Marco processual: STJ estabelece parâmetros rigorosos para suspensão de passaporte, CNH e cartões na execução

5 de dez. de 2025

A decisão recentemente proferida pela 2ª seção do Superior Tribunal de Justiça representa um marco relevante para a compreensão e o emprego das chamadas medidas executivas atípicas no âmbito do Processo Civil.

Em julgamento unânime, o tribunal consolidou critérios objetivos para a adoção de mecanismos como a suspensão de passaporte, a suspensão de CNH e o bloqueio de cartões de crédito, reafirmando que tais medidas somente podem ser implementadas quando os meios tradicionais de execução se mostrarem insuficientes e desde que observados parâmetros estritos de validade constitucional e processual.


O debate que se desenvolveu no tribunal reflete uma preocupação crescente: como compatibilizar a efetividade da execução com a proteção das garantias fundamentais do executado. O Código de Processo Civil instituiu um poder geral de efetivação, autorizando o magistrado a lançar mão de técnicas coercitivas não previstas de forma típica, desde que justificadas pelas circunstâncias do caso concreto. A decisão do STJ esclarece essa margem de atuação ao exigir, cumulativamente, subsidiariedade, proporcionalidade, razoabilidade, contraditório efetivo e fundamentação específica adequada à situação examinada. A medida deve ter caráter temporário e finalidade estritamente coercitiva, jamais punitiva.


Nesse contexto, merece destaque a participação dos amicus curiae, figura processual cuja função é auxiliar o tribunal em debates de relevância jurídica ou social.
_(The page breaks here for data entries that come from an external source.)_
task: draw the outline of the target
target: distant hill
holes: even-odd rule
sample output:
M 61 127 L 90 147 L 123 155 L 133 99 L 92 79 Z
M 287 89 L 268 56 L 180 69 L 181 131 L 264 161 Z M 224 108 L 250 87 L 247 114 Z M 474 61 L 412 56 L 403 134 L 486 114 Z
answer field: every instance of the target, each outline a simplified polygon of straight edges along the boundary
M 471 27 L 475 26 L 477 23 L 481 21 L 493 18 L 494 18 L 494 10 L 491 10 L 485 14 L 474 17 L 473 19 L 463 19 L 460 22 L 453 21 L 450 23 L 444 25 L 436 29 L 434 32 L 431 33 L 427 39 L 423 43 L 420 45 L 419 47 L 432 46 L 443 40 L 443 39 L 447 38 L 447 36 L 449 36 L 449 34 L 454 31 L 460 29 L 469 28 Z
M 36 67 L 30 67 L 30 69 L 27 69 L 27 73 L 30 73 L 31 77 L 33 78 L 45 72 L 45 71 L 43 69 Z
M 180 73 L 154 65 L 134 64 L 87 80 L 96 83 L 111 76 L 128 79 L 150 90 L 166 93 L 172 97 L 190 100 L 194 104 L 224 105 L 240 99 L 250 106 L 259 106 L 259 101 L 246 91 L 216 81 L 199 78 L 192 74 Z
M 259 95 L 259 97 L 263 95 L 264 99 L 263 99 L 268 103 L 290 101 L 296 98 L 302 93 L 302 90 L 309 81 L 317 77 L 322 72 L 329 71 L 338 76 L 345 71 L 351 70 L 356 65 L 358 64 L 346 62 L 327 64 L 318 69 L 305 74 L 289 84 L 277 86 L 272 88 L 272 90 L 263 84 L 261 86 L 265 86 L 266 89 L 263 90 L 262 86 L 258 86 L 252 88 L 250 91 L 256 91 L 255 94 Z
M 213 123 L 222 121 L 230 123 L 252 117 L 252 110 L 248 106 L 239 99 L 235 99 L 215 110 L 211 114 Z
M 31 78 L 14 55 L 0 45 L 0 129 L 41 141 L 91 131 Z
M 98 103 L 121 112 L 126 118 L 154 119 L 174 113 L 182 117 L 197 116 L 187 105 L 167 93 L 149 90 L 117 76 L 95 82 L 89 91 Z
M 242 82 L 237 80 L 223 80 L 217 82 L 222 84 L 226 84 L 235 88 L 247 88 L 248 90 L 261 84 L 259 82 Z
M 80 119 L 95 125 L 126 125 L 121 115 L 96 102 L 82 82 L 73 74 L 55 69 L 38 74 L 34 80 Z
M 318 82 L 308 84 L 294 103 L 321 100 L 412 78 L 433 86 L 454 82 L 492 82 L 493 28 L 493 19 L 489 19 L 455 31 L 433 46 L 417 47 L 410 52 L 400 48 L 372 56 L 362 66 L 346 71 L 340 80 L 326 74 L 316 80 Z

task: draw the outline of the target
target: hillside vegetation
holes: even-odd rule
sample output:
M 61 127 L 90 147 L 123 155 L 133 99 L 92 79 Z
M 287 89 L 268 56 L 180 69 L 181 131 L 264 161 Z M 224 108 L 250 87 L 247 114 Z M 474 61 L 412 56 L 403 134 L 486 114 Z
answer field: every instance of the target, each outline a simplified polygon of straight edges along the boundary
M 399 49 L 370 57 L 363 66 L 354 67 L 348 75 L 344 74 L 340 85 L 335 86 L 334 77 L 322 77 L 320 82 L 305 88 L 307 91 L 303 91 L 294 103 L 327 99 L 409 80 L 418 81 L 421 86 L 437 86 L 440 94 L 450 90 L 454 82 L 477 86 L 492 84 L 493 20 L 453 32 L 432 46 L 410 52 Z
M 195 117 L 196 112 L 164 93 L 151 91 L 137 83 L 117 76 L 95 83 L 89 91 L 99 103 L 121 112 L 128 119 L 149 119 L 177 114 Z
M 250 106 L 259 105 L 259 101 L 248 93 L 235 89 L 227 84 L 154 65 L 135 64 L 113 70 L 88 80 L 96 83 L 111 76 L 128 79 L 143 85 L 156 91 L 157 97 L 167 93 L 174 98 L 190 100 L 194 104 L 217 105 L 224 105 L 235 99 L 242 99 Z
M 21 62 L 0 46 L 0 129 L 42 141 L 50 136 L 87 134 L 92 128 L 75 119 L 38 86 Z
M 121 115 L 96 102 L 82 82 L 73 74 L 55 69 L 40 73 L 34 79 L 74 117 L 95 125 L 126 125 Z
Amicus curiae, do latim amigo da corte, é o terceiro que, sem integrar a relação processual como parte, oferece subsídios técnicos ou institucionais para o aperfeiçoamento da decisão. No caso analisado, entidades representativas e estudiosos do Processo Civil trouxeram elementos importantes para equilibrar o debate: de um lado, os riscos de uma tese excessivamente abrangente que engessaria a análise casuística; de outro, a necessidade de preservar a utilidade das medidas atípicas quando o devedor frustra intencionalmente a atuação da Justiça.


A tese fixada pelo tribunal reafirma que, nas execuções civis regidas exclusivamente pelo Código de Processo Civil, a adoção de medidas executivas atípicas é admissível, desde que ponderados os princípios da efetividade e da menor onerosidade, aplicada de modo subsidiário e acompanhada de fundamentação específica e compatível com os princípios da proporcionalidade, da razoabilidade e do contraditório.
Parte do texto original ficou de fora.